Trio of maintenance workers earn Leo Marquez Award
By Holly Birchfield, 78 ABW/PA
/ Published January 22, 2007
ROBINS AFB, Ga. --
The 402nd Maintenance Wing and the 653rd Combat Logistics Support Squadron have the tools to get their jobs done right.
Three individuals from the organizations were named as winners of Air Force Materiel Command's 2006 Lt. Gen. Leo Marquez Award.
Brent Inman, director of the 568th Elec-tronics Main-tenance Squadron, was recently named as the award's Outstanding Civilian Manager of the Year. Master Sgt. Rick Fuji-moto, a C-130 element chief in the 653rd CLSS, earned the award's technician supervision category prize. Staff Sgt. Edgar Torres, a structural maintenance journeyman in the 653rd CLSS, won in the award's technician category.
The award winners will represent AFMC at the Air Force-level in the future.
Mr. Inman said the award, a first for the squadron director, is the most recognized award in the maintenance community throughout the Air Force. It evaluates job performance, efficiency and knowledge, and also looks at contributions made to the Air Force at large, the community and self improvement.
During his time, Mr. Inman led a 350-person team to achieve outstanding results, using more than 40 different Lean events. Mr. Inman led the Fighter Avionics Squadron in producing a record 22,656 units in fiscal 2005, while reducing 'work-in-process' by 34 percent, reduced shop flow days by 38 percent, and cut backorders by 50 percent.
In addition, Mr. Inman implemented programs that reduced labor grievances by 66 percent and eliminated Equal Opportunity complaints.
While the senior-level leader has numerous achievements under his career belt, he said the credit for the accomplishments goes to his people.
"Certainly, I am the director of the 350-person organization that I'm assigned to," he said. "My view is that I provide an environment for my technicians to do the great things they do. I tell them time and again, all of my flight chiefs, first-line supervisors and the technicians, the absolute only reason why Maj. Gen. Tom Owen has a job, Brig. Gen. Andrew Busch has a job, the only reason Col. Dennis Daley and Brent Inman have jobs is to support them, and I think we lose sight of that a lot.

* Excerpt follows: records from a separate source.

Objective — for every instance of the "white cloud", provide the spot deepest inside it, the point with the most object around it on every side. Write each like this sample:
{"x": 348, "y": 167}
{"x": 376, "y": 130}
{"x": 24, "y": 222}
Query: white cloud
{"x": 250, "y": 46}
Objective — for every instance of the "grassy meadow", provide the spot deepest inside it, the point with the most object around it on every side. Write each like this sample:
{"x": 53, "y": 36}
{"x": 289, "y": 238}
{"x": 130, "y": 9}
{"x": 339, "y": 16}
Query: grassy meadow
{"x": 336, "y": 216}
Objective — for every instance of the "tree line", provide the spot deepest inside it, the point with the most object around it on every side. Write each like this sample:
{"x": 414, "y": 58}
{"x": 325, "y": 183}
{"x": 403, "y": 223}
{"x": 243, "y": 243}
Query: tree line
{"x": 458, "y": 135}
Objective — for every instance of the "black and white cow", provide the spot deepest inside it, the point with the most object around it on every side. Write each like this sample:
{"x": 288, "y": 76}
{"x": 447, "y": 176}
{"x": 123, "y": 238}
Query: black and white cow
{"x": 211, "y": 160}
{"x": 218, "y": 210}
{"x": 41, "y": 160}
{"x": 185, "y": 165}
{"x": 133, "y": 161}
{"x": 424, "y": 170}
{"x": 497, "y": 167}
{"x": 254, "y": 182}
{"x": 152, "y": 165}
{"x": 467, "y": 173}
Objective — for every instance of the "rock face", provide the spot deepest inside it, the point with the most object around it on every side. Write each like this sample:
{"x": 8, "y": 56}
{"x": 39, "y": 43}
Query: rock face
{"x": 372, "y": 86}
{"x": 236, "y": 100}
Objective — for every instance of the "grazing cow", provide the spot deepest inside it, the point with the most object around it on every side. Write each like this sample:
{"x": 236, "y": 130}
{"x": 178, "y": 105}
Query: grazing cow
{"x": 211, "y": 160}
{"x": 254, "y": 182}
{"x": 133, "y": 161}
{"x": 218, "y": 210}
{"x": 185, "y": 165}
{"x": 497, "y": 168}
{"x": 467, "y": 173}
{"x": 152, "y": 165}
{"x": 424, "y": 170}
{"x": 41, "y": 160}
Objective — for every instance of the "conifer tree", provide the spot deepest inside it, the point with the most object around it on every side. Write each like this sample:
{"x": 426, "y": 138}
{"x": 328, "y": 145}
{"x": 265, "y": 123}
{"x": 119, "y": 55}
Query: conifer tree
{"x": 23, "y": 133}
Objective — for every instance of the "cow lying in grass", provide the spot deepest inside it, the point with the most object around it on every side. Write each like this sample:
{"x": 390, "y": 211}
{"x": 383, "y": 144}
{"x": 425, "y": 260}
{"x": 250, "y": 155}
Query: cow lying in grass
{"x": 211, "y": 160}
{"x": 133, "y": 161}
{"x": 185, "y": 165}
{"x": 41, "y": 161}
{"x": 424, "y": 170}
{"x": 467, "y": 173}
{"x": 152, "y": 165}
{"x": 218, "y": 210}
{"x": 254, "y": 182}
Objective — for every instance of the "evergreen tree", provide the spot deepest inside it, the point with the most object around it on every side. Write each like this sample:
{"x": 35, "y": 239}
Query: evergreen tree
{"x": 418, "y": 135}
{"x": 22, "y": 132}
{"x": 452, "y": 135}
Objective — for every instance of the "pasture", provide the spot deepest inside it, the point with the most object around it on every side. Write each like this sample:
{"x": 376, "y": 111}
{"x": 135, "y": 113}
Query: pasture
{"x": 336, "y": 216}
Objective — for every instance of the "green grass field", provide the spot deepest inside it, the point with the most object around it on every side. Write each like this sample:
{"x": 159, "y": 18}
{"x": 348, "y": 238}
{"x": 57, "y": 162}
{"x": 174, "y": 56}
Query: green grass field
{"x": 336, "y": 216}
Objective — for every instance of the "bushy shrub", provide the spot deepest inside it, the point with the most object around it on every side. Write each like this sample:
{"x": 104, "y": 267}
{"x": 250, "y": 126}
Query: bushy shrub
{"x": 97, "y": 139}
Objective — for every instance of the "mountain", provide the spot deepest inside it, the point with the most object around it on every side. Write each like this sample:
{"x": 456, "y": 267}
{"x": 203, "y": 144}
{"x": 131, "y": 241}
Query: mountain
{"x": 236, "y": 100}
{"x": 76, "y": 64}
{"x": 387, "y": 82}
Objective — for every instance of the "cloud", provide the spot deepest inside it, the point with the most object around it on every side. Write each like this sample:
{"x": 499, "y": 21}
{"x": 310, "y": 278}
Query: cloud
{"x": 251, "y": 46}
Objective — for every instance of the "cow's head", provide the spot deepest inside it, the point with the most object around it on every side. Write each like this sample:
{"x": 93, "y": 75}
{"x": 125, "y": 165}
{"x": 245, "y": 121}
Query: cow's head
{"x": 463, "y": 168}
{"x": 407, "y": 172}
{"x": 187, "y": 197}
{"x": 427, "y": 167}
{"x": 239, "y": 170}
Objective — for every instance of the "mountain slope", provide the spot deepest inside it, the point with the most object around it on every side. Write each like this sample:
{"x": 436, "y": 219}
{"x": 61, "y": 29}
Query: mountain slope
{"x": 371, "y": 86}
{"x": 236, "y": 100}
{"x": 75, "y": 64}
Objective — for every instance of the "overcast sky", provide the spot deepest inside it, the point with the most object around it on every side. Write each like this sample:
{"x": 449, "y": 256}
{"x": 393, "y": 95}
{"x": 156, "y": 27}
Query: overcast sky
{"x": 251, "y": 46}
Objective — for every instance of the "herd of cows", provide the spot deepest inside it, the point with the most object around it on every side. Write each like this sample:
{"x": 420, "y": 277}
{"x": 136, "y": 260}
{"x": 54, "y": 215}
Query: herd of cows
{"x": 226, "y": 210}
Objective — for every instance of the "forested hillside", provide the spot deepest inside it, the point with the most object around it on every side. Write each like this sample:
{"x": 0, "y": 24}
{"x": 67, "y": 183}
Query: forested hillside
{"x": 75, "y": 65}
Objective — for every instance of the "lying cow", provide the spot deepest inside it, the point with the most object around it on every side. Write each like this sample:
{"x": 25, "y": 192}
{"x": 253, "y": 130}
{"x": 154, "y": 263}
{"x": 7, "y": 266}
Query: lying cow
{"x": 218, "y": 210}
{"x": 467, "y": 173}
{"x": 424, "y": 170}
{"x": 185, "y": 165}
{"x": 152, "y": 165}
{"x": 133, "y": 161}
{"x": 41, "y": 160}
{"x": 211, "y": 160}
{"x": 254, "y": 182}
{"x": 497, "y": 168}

We lose sight of the fact that the only reason we all have jobs is, simply put, to support our war- fighters."
His fellow award winners agreed team work is at the heart of their achievements.
Sergeant Fujimoto said he credits his recognition to a combination of good supervisors and numerous deployments.
"I've been very fortunate," he said. "I've been on a lot of TDYs (temporary duty assignments) this year. As part of our squadron, we're always deployed, and I've been on the road probably 200 days this year."
The 39-year-old Hawaii native said one of his biggest deployments took place in February 2006 and involved the repair of the Iraqi Comp Air 7, an aircraft that had crashed, killing several people.
Sergeant Fujimoto said his work with New York's 109th Air National Guard unit at McMurdo Station, Antarctica, that helped sustain the National Science Foundation's Operation Deep Freeze with more than 1.8 million pounds of winter supplies at the South Pole station was a huge undertaking as well.
Sergeant Fujimoto said he feels fortunate to earn the prestigious honor.
"I won the AFMC Support Crew Chief of the Year award in 2002," he said. "I thought that was great, but this is even better."
Sergeant Torres said 2006 was marked by many aircraft repairs throughout the Air Force as well. But the 25-year-old Texas native never thought they'd lead to such an achievement.
"We stay really busy in the squadron," he said. "I didn't think anything about doing the jobs I had been doing and I guess they slowly started accumulating. By the time I realized it, I had so many TDYs that I had went on. I didn't realize they were major jobs."
A personal visit from the 653rd CLSS commander, Maj. Paul Kanning, in the sergeant's work center gave him a clue though.
"I was shocked," he said. "I didn't believe it the first time. I thought I was nominated for it, but I didn't think I had actually gotten the award."
At the time of the good news, Sergeant Torres was lined up to leave active-duty Feb. 12 and become an Air Force reservist. Now, he is set to re-enlist Jan. 22.
Maj. Kanning said his squadron's award winners are true stars in his book.
"In the aircraft maintenance community, the Lt. Gen. Leo Marquez Award is like our version of the Academy Awards," he said. "It's the number one award and that is the award that tells everybody across Air Force Materiel Command who's the best of the best. They're competing only against aircraft maintenance folks and these two individuals are our Academy Award winners."